ズッシリとした重さとシルキーなツヤ消し黒塗装は、Artライン登場以前のシグマ高級レンズの趣である。質量は1,150gと、キヤノン「EF MACRO 100mm F2.8L IS」(625g)や、シグマ「MACRO 105mm F2.8 EX DG OS HSM」(725g)と比べるとかなり重いが、意外にコンパクトなので、中身が詰まっている印象だ。持った感じのバランスはよい。

フォーカスリングはとても幅が広く、ゴムの指掛かりが良好、適度なトルクと、回しやすい。AFで使う場面が多いとしても、マニュアル時の回しやすさは大変重要だ。また、HSM(超音波モーター)で駆動されるAFは静粛で速く、手ぶれ補正のOS(Optical Stabilizer)もよく機能する。しっかりした三脚台座は、締めるのも外すのもワンタッチだ。

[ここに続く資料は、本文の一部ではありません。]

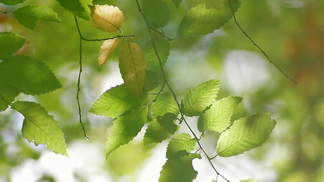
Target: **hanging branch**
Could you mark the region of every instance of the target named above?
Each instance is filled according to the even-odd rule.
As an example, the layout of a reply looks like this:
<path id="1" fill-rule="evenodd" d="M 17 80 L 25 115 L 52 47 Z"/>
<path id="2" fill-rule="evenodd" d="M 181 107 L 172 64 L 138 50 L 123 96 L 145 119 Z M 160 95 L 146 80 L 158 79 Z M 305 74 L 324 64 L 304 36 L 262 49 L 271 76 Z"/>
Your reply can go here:
<path id="1" fill-rule="evenodd" d="M 232 14 L 233 14 L 233 18 L 234 19 L 234 21 L 235 22 L 235 23 L 236 24 L 236 25 L 237 26 L 238 28 L 239 28 L 239 29 L 241 30 L 242 33 L 243 33 L 243 34 L 244 34 L 244 35 L 245 35 L 245 36 L 247 37 L 248 37 L 248 38 L 249 38 L 249 39 L 250 39 L 250 40 L 251 41 L 251 42 L 252 42 L 252 43 L 253 43 L 253 45 L 254 45 L 254 46 L 256 47 L 259 49 L 259 50 L 260 50 L 260 51 L 261 51 L 261 53 L 262 53 L 263 55 L 267 58 L 268 61 L 269 61 L 269 62 L 271 64 L 272 64 L 273 65 L 274 65 L 274 66 L 275 66 L 275 67 L 277 68 L 277 69 L 278 69 L 278 70 L 279 70 L 279 71 L 280 72 L 281 72 L 281 73 L 282 73 L 284 74 L 284 75 L 285 75 L 285 76 L 286 76 L 287 78 L 288 78 L 290 80 L 291 80 L 291 81 L 292 81 L 294 83 L 295 83 L 296 84 L 298 84 L 298 83 L 297 83 L 297 81 L 295 81 L 294 79 L 293 79 L 293 78 L 291 78 L 289 76 L 288 76 L 287 74 L 286 74 L 285 73 L 285 72 L 284 72 L 284 71 L 282 71 L 282 70 L 281 68 L 280 68 L 280 67 L 279 67 L 279 66 L 278 65 L 277 65 L 272 61 L 271 61 L 271 60 L 270 59 L 270 58 L 269 58 L 269 56 L 268 56 L 267 54 L 259 46 L 258 46 L 258 44 L 257 44 L 254 42 L 254 41 L 253 41 L 252 38 L 248 34 L 248 33 L 247 33 L 247 32 L 246 32 L 245 31 L 244 31 L 244 30 L 243 30 L 243 29 L 241 27 L 241 26 L 239 25 L 239 24 L 237 22 L 237 21 L 236 20 L 236 18 L 235 17 L 235 13 L 234 12 L 234 11 L 233 10 L 233 8 L 232 8 L 232 5 L 231 4 L 230 0 L 228 0 L 228 4 L 229 5 L 229 7 L 231 9 L 231 10 L 232 11 Z"/>

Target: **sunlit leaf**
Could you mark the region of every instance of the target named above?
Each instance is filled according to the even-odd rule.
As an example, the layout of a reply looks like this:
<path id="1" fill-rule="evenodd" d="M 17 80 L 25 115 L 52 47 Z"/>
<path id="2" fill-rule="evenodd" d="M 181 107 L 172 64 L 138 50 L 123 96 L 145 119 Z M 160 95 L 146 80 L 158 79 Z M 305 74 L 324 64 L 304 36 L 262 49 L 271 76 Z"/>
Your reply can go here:
<path id="1" fill-rule="evenodd" d="M 174 6 L 178 8 L 180 6 L 181 2 L 182 2 L 182 0 L 172 0 L 172 2 L 174 4 Z"/>
<path id="2" fill-rule="evenodd" d="M 9 6 L 16 5 L 24 3 L 25 1 L 26 0 L 2 0 L 1 1 L 1 4 Z"/>
<path id="3" fill-rule="evenodd" d="M 164 27 L 170 19 L 169 7 L 161 0 L 143 0 L 143 12 L 148 23 L 154 28 Z"/>
<path id="4" fill-rule="evenodd" d="M 20 93 L 20 91 L 10 86 L 0 84 L 0 111 L 5 110 Z"/>
<path id="5" fill-rule="evenodd" d="M 178 105 L 171 93 L 167 92 L 160 94 L 156 101 L 152 103 L 151 111 L 154 118 L 163 116 L 167 113 L 179 115 Z"/>
<path id="6" fill-rule="evenodd" d="M 169 143 L 167 149 L 167 158 L 170 158 L 179 151 L 185 151 L 189 153 L 197 144 L 194 139 L 191 139 L 190 134 L 183 132 L 177 134 Z"/>
<path id="7" fill-rule="evenodd" d="M 124 44 L 119 52 L 119 67 L 126 87 L 138 99 L 142 97 L 147 61 L 135 43 Z"/>
<path id="8" fill-rule="evenodd" d="M 223 131 L 229 125 L 233 111 L 241 100 L 238 97 L 229 97 L 213 103 L 210 109 L 199 117 L 197 123 L 199 131 Z"/>
<path id="9" fill-rule="evenodd" d="M 120 43 L 120 39 L 118 38 L 106 40 L 103 42 L 99 50 L 98 58 L 99 66 L 102 66 L 106 63 L 119 43 Z"/>
<path id="10" fill-rule="evenodd" d="M 158 144 L 170 138 L 172 135 L 171 133 L 157 122 L 156 119 L 154 119 L 147 126 L 143 143 L 146 145 Z"/>
<path id="11" fill-rule="evenodd" d="M 269 137 L 275 123 L 267 113 L 250 115 L 234 121 L 221 134 L 217 153 L 221 157 L 229 157 L 261 146 Z"/>
<path id="12" fill-rule="evenodd" d="M 156 51 L 158 53 L 158 56 L 162 63 L 162 66 L 167 63 L 168 58 L 170 55 L 170 47 L 169 41 L 166 39 L 161 39 L 154 41 Z M 160 73 L 161 67 L 158 59 L 155 55 L 152 42 L 151 41 L 146 43 L 143 49 L 145 57 L 147 59 L 147 69 L 154 72 Z"/>
<path id="13" fill-rule="evenodd" d="M 197 154 L 181 151 L 177 156 L 169 158 L 162 167 L 159 182 L 192 181 L 197 176 L 197 172 L 192 167 L 192 160 L 201 159 Z"/>
<path id="14" fill-rule="evenodd" d="M 62 129 L 44 108 L 34 102 L 22 101 L 13 103 L 11 107 L 25 117 L 21 132 L 28 142 L 36 146 L 46 144 L 55 153 L 68 156 Z"/>
<path id="15" fill-rule="evenodd" d="M 253 179 L 247 179 L 244 180 L 241 180 L 239 182 L 258 182 L 257 180 Z"/>
<path id="16" fill-rule="evenodd" d="M 184 113 L 187 116 L 198 116 L 215 101 L 220 81 L 212 79 L 189 90 L 182 99 Z"/>
<path id="17" fill-rule="evenodd" d="M 235 12 L 240 4 L 239 0 L 231 0 L 231 5 Z M 188 37 L 206 35 L 220 28 L 232 17 L 228 0 L 224 1 L 224 6 L 218 11 L 213 8 L 207 9 L 205 3 L 191 8 L 186 14 L 179 27 L 180 35 Z"/>
<path id="18" fill-rule="evenodd" d="M 25 40 L 25 38 L 14 32 L 0 32 L 0 60 L 17 52 L 24 45 Z"/>
<path id="19" fill-rule="evenodd" d="M 144 98 L 139 101 L 125 84 L 122 84 L 103 93 L 92 104 L 89 111 L 100 116 L 115 118 L 139 107 L 144 101 Z"/>
<path id="20" fill-rule="evenodd" d="M 61 86 L 44 63 L 24 56 L 15 56 L 0 63 L 0 84 L 32 95 L 46 93 Z"/>
<path id="21" fill-rule="evenodd" d="M 91 8 L 92 25 L 102 31 L 114 32 L 124 24 L 123 12 L 118 7 L 95 5 Z"/>
<path id="22" fill-rule="evenodd" d="M 27 5 L 18 8 L 13 12 L 20 24 L 25 27 L 33 29 L 38 20 L 60 22 L 57 14 L 45 5 Z"/>
<path id="23" fill-rule="evenodd" d="M 147 107 L 142 106 L 113 121 L 106 143 L 106 158 L 137 135 L 145 123 L 147 111 Z"/>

ソフトなボケ味はポートレイトにも最適。作例は絞り開放で撮っているが、まつげはシャープに、肌はなだらかに、髪の毛や肩の輪郭は優しく背景に溶けていく感じで描写できた
1/50秒・f2.8・ISO800
モデル:熊乃あい

三脚を構えて絞り込んでも非常にシャープだ
1.3秒・f22・ISO400

この一本がカメラバッグに加わるなら……

望遠マクロの性能と使い勝手がもっとも生きるのは、昆虫や小動物の撮影だろう(もちろん花や植物も)。「SIGMA APO MACRO 150mm F2.8 EX DG OS HSM」はレンズ前17.5cmで等倍になり、小さな昆虫でも余裕のワーキングディスタンスが取れ、被写体が逃げにくい。動物園など被写体に近づけない場合も重宝し、優秀な手ぶれ補正によって、手持ちでも不安感はない。

1/2500秒・f3.5・ISO200

1/1250秒・f5.6・ISO400

1/1000秒・f3.5・ISO400

1/100秒・f5.6・ISO800

美しいボケ味も望遠マクロの魅力だが、「SIGMA APO MACRO 150mm F2.8 EX DG OS HSM」は9枚羽円形絞りを採用していることもあり、前も後ろも素直でソフトなボケ味だ。

マクロ6 1/800秒・f2.8・ISO100

マクロ7 1/200秒・f5.6・ISO200

ピントが決まりさえすれば(マクロ撮影では往々にして難しかったりもする)、優れた解像感、ボケ味は素直でなめらか。一言でいうと非常に使い出のある高性能レンズだ。それなりの大きさと重さがあるため、気軽に持ち歩いたり、テーブルトップの小物や料理を撮ったりには向かないし、画角が狭いのでポートレイトを撮るのも距離が必要となる。しかし、この一本がカメラバッグに加わるなら、大きさや重さ以上に写真の可能性が広がることは間違いない。